Ya no sabía qué hacer, se estaba destruyendo de a pocos. Empezaron sus clases y empezó a salir mal, el chico brillante de esa universidad ya no era el mismo, y sus profesores le decían que se decepcionaban de él. En el trabajo rendía cada vez menos, a pesar que era un excelente trabajador, y todos le llamaban la atención, porque en la pizzería no aceptan vagos. Y tú que lo maltratabas y no le dejabas vivir, no le dejabas que saliera a la calle con sus amigos, le prohibías que conversara con sus amigas, no le permitías que saliera a comer solo, si algo tenía que hacer, te lo tenía que consultar o hacerlo todo contigo. Y él ya estaba cansado, siempre tuvo ganas de terminar contigo; pero, tú le amenazabas, le decías que no te deje, porque sino tú estarías siempre detrás de él acechándolo, siguiéndolo a todos lados, porque tú nunca lo dejarías libre. Se sentía pésimo, porque era tres veces esclavo: Esclavo de la universidad que no quería estudiando una carrera que no le gustaba, esclavo de un trabajo que laboraba sufriendo para ganar un mísero sueldo y esclavo de ti, porque si se revelaba, lo amenazaste con matarlo. Sí, con matarlo, y eso él me lo confesó llorando, hundido en la desesperación porque ya no sabía qué hacer para librarse. Y lo peor de todo fue que su padre, que estaba inconsciente, no soportó y se murió. Sí, murió su pobre padre y ya no había quién pudiese darle dinero. Ni siquiera pudo ir al entierro. Y tú nunca fuiste flexible, nunca sentiste compasión.
Durante un buen tiempo no lo vi. Los gerentes le dieron descanso una semana, al pobre Buzz Boy que cada vez está peor. Yo tuve que cubrirlo, preparando todos esos jugos y tragos y lavando platos. Hasta que una vez lo vi, a la salida del trabajo. Estaba como loco. Su madre no le podía enviar el dinero para la pensión, había desaprobado un curso, y tú lo estabas buscando para pedirle su sueldo. Traté de ayudarlo, pero evitó todo tipo de ayuda y se fue. Todos los días que me tocaba trabajar, imaginaba que las pizzas que tenía que cortar eras tú, y las cortaba con fuerza y rapidez, y todo el sudor que corría por mi rostro por estar al lado del horno me hubiera gustado que lo bebas, ese trago salado y sucio.
Tiempo después, los gerentes nos informaron que el pobre Buzz Boy había muerto (se había suicidado, eso me lo contaron sólo a mí, porque tú eres su amigo, Javier). Eso me dio una cólera infinita, porque a pesar que al Buzz Boy lo conocía poco tiempo, me había vuelto muy amigo de él. Y por eso te busqué y te busqué, hasta que di contigo. ¿Cómo? El Buzz Boy me dijo dónde vivías, hasta dónde te tenía que ir a visitar. En esa casa lejana de San Juan de Lurigancho, donde le hacías ir cuando él estaba cansado de tanto trabajar. Te busqué y te encontré. Te conté todo simulando odio y venganza por lo que le hiciste al Buzz Boy.
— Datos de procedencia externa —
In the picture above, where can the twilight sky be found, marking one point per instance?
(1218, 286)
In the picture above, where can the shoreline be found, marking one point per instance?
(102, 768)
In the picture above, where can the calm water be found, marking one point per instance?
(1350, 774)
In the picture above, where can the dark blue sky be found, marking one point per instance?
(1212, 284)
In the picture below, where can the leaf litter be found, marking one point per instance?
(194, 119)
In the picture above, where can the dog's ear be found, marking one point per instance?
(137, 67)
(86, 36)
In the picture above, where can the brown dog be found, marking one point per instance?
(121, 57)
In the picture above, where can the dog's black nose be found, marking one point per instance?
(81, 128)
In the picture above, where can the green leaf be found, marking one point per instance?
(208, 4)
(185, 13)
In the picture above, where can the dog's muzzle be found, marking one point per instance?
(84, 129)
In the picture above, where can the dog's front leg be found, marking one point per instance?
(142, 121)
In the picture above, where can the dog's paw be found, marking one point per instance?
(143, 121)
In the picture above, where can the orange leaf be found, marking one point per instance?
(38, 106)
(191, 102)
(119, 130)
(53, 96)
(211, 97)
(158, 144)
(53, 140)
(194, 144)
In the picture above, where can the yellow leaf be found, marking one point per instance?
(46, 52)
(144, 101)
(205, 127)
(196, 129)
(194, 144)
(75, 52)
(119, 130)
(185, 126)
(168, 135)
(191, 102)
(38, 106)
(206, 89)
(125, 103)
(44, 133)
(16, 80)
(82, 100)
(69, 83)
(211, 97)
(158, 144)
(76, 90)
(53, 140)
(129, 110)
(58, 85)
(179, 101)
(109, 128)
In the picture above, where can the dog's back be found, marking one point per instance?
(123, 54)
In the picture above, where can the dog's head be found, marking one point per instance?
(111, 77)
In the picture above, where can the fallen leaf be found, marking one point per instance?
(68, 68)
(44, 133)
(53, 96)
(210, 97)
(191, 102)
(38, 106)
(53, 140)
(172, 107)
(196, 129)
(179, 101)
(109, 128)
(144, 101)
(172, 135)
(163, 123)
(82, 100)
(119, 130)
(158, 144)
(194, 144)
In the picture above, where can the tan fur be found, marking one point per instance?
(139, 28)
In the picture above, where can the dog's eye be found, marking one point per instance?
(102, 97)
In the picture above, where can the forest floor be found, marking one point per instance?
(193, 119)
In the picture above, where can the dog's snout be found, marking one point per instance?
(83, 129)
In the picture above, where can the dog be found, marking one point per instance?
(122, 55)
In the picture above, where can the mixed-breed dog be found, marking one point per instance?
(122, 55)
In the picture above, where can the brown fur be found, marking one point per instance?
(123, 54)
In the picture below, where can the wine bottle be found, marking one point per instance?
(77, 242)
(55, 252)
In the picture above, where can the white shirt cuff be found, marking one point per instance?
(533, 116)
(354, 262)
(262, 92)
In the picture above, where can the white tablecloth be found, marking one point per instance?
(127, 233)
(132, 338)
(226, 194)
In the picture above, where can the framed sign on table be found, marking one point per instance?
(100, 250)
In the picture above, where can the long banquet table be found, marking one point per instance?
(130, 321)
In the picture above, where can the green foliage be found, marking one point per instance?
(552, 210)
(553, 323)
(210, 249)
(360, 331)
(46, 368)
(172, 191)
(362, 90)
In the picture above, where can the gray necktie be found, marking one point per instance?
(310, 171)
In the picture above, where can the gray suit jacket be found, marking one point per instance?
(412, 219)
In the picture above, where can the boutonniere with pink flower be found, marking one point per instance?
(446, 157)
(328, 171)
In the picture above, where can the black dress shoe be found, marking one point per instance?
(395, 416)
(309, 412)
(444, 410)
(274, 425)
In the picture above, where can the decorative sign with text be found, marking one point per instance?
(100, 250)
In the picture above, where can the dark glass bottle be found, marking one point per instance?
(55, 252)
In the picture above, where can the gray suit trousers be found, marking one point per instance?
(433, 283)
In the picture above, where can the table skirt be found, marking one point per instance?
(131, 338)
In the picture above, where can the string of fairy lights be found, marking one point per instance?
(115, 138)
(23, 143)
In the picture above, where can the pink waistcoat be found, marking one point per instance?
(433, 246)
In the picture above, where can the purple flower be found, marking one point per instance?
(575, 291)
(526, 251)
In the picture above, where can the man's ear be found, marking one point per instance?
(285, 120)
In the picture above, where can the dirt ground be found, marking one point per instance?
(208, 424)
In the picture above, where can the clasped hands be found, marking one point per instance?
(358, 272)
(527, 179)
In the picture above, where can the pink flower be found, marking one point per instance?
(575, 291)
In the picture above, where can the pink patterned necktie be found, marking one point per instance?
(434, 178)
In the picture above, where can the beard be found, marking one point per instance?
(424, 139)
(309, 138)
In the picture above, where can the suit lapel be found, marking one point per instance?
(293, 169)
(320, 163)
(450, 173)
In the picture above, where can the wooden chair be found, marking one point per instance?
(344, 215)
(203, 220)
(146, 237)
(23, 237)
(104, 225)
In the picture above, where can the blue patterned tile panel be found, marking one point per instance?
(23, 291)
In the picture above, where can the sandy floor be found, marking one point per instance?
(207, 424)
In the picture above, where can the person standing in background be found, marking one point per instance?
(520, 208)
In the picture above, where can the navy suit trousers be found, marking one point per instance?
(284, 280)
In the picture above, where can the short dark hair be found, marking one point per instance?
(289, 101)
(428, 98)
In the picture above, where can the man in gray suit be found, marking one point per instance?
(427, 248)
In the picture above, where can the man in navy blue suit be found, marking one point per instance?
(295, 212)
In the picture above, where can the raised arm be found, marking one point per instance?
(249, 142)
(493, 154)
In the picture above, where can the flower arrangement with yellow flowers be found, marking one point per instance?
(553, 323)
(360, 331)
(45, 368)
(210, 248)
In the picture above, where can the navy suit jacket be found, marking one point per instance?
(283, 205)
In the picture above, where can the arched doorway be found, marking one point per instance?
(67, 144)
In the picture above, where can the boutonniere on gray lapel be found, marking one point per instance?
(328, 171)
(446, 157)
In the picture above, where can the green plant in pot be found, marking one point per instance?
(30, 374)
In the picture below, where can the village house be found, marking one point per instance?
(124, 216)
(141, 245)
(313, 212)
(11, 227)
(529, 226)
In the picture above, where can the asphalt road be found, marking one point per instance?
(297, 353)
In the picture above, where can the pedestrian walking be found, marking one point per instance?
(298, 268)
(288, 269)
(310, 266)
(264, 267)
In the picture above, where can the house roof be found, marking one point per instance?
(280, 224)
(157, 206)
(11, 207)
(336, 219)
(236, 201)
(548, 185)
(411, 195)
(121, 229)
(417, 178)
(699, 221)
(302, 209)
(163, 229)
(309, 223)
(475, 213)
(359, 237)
Tú pensaste que te mataría por lo que le hiciste, pero te sorprendiste al saber que mientras él me contaba de ti, yo me enamoraba de ese sádico y maldito amor, me enamoraba de tu suciedad y maldad. Porque desde que me contó de tus maltratos, me excitaba la idea de poseer a alguien así. Por eso estoy aquí, esperando ser dominado y maltratado, sangrar al compás de tus azotes y cerrar mis ojos de felicidad, sudar y hacer que bebas esas gotas saladas como un verdadero trago que el Buzz Boy nunca te hizo beber.